仕事上の興味があって手に取った。
著者はアッカ・ネットワークスの創業者。2000年の
起業から、ブロードバンド普及の波に乗った業容の拡大期、その後のフレッツの普及とDSL事業の停滞と新たなモバイル事業への参入失敗、そして2009年にイー・モバイルに吸収合併されるまでの顛末を描いている。
この2000年からの10年は、日本の通信業界にとってまさに激動の時期であり、たいへんな勢いでブロードバンド化、価格破壊、業界再編が起こった。そのあたりの事情は最後のほうで少しだけ触れられているが、全体のトーンは、ベンチャー企業の創業者としての述懐で、通信業界そのものに焦点を当てたものではない。

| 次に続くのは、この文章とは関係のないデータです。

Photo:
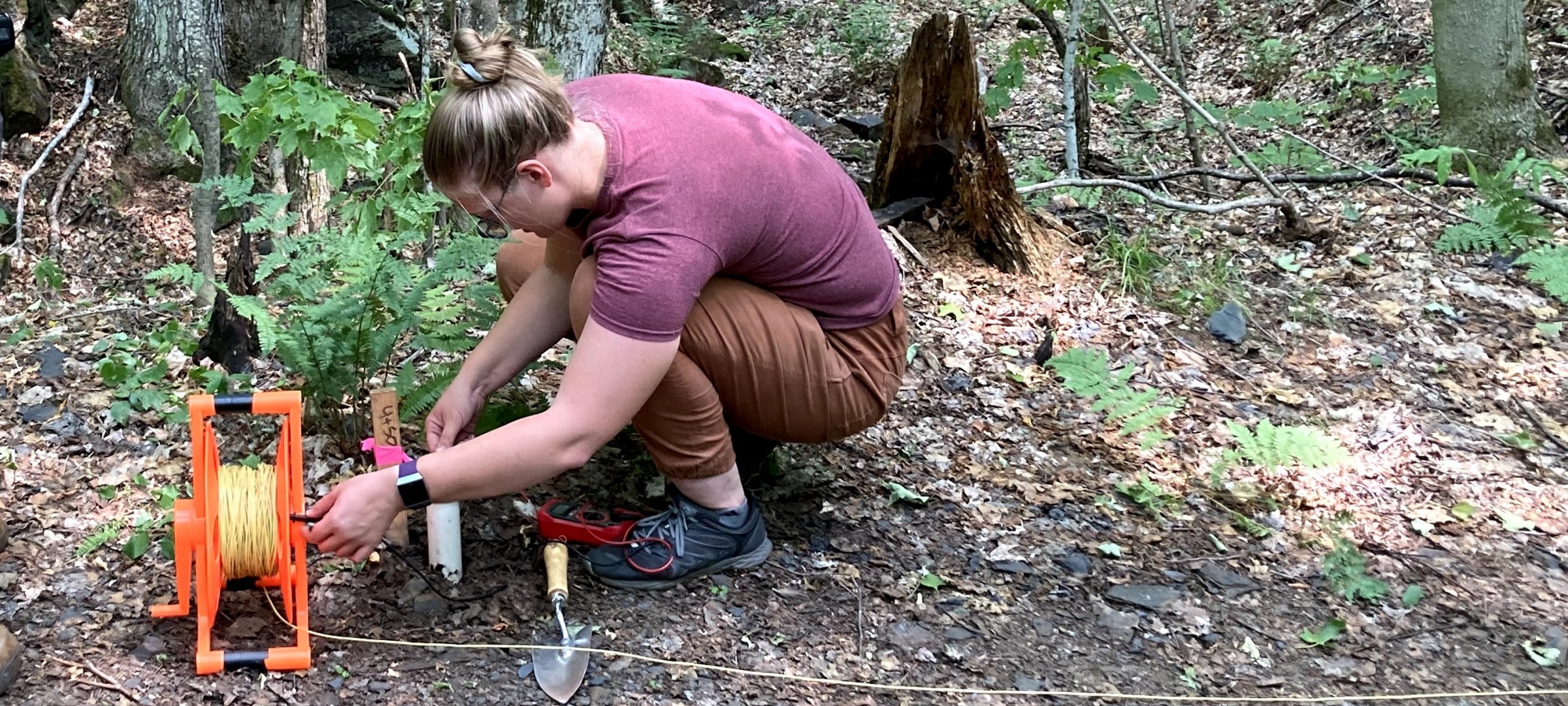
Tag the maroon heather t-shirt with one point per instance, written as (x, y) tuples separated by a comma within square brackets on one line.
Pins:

ソフトバンクの孫正義氏がボーダフォンを買収したとき、2兆円とも言われた負債の大きさにみな懐疑のまなざしを送ったが、本書をみると、その決断こそがADSLからモバイルへの事業転換を図った、孫正義氏の見事な経営判断だったということができそうだ。逆にモバイルへの事業転換ができなかったアッカは会社がなくなってしまった。
通信業界の動向という観点ではあまりお勧めはしないが、率直な書きっぷりで一ベンチャー創業者の揺れる胸の内はよく伝わってくる。
起業を目指す若い方には面白いと思う。